Simone Krüsi: Tandis que ProSpecieRara milite en faveur de l’agrobiodiversité en Suisse, SWISSAID fait de même pour l’hémisphère Sud. Quelles sont vos priorités?

Simon Degelo: Depuis quinze ans, nous sommes actifs en Amérique latine dans le domaine des semences, que ce soit avec des projets concrets ou sur le plan politique. Nous cherchons par exemple à obtenir qu’elles puissent être utilisées librement. En théorie, la marge de manœuvre dans de nombreux pays du Sud est beaucoup plus réduite qu’en Suisse. Les lois interdisent l’utilisation libre. Quiconque multiplie et échange de la semence commerciale s’expose à des amendes faramineuses. Les petits paysans sont réduits à la dépendance. Certes les lois sont peu appliquées du fait d’une infrastructure déficiente. Il importe malgré tout de ne pas lâcher le morceau: une loi peut parfois être mise en œuvre très rapidement; et il est difficile de mettre en route un mouvement en faveur de la libre accessibilité de la semence lorsque personne ne voit le problème.

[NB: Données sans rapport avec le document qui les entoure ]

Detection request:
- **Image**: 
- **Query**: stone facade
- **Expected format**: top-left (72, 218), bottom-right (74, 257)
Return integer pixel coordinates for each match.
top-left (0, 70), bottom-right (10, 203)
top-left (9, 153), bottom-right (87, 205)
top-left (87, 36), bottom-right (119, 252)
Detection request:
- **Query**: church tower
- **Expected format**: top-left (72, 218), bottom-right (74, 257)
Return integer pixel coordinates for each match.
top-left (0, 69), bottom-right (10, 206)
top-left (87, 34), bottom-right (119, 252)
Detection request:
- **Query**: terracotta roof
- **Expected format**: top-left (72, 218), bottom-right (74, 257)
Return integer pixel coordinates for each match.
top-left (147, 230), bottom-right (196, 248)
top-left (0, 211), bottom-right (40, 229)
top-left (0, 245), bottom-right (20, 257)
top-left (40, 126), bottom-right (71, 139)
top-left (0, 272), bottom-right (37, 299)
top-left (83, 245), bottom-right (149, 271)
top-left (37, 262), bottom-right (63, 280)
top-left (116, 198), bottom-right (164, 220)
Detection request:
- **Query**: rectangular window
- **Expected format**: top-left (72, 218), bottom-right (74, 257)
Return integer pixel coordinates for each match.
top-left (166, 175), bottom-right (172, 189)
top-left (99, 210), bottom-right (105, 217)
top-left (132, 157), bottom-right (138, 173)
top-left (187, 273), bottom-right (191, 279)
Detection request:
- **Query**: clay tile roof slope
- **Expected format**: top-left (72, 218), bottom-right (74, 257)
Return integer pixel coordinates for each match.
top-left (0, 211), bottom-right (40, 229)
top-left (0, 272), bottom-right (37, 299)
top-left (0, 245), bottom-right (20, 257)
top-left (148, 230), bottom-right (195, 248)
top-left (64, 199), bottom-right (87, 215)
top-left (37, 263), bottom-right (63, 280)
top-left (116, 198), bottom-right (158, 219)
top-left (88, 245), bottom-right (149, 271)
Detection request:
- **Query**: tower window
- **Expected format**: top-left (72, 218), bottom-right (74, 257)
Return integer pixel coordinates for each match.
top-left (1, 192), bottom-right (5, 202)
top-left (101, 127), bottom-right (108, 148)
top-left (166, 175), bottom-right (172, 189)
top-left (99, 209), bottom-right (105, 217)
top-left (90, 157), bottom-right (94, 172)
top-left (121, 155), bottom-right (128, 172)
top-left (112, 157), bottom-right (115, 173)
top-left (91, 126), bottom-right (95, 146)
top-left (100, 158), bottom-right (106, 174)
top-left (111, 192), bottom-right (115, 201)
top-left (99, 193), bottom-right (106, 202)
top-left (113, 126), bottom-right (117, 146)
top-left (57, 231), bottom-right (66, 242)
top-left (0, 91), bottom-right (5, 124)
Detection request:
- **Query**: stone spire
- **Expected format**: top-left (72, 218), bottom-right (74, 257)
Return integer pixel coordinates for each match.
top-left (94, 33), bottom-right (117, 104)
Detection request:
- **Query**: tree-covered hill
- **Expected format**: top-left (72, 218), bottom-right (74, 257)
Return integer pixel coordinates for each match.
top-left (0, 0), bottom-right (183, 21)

Comment procédez-vous, concrètement ?

Nous collaborons beaucoup avec des banques de semences paysannes, villageoises, dites «Community Seedbanks», organisées en réseaux. Les petits paysans leur empruntent des semences et leur restituent la même quantité après la récolte avec un petit plus. Ce sont des lieux d’échange, également de connaissances. L’activité des banques de semences permet de maintenir en vie des variétés locales, et on redécouvre des variétés qu’on avait cru disparues. Or ces paysan-e-s agissent à la limite de la légalité. C’est pourquoi les réseaux de banques de semences mènent également un combat politique pour obtenir que la multiplication et l’échange de semences ne soient pas criminalisés. De cette façon, les banques de semences restituent aux petits paysans la maîtrise et la connaissance de leur production.

Les banques de semences restituent aux petits paysans la maîtrise de leur production.

Simon Degelo, responsable du dossier semence chez SWISSAID, répond à Simone Krüsi, rédactrice du magazine «rara» de Pro Specie Rara.

Vous menez également un combat politique en Europe – par exemple aux côtés de ProSpecieRara dans le cadre de l’initiative «No Patents on Seeds». Pourquoi, alors que votre action porte sur l’hémisphère Sud?

Le droit des brevets européen ne concerne pas directement l’hémisphère Sud, vous avez raison. Cependant, il y a la dimension normative: une fois qu’une semence est brevetée en Europe, il est plus probable que l’interprétation des lois sur les brevets en Afrique en tienne compte. Par ailleurs: lorsqu’une multinationale semencière a déposé un brevet pour une semence en Europe, la pression monte pour que les pays de l’hémisphère Sud reconnaissent à leur tour le brevet. C’est pourquoi il importe que la semence puisse continuer d’être utilisée librement, et partout!